Beauty treatments are often included in main spas - after all, looking good helps us to feel good about ourselves. These treatments can include being massaged or scrubbed, wrapped up in possibly mud or seaweed or even plastic; or other specialised treatments involved magnets, brushes or lights. Facials, hair removal, pedicures and medi spa treatments such as botox, body polishes and tanning are often offered.

Some spas will specialise in a specific area such as anti-ageing, or detox and these can offer a range of treatments to improve health as well as appearance aspects.

Fitness spas are a more modern facility and again offer a mixed range of treatments and activities but often include classes such as pilatus, aqua aerobics or yoga meditation.

And spas are not only for women. Today more and more spas are introducing specialist treatment geared for men - deep tissue massage, steam rooms and hammam, mud treatments, the list is extensive and still growing.

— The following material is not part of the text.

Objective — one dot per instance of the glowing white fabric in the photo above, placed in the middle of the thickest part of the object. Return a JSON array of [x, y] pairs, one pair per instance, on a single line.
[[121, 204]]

While the word spa conjurs up luxury, today increasing numbers of more utility spas are opening, still very comfortable of course but smaller and geared towards the treatment rather than overall luxury. These can be in small high street located spas or small areas associated with specific locations such as health clubs or hotels. And of course there is an enormous selection of wonderful spas right through the spectrum up to total luxury day and destination spas. Weeks and weekends away can be booked in luxurious overseas spas that offer some truly exotic treatments to make you feel better about yourself and look great.

Once you get into spas, it is easy to understand why some people become spa junkies! There is always a new experience and another treatment to try!

The best way to find out about spas today is of course via the internet. There is a very good resource under The Good Spa Guide UK which gives a host of tips, advice and information covering the whole UK; but just google through various spa words (spa treatments, day spas, anti-ageing spa treatments and so on) and you will be sure to find something that could work for you.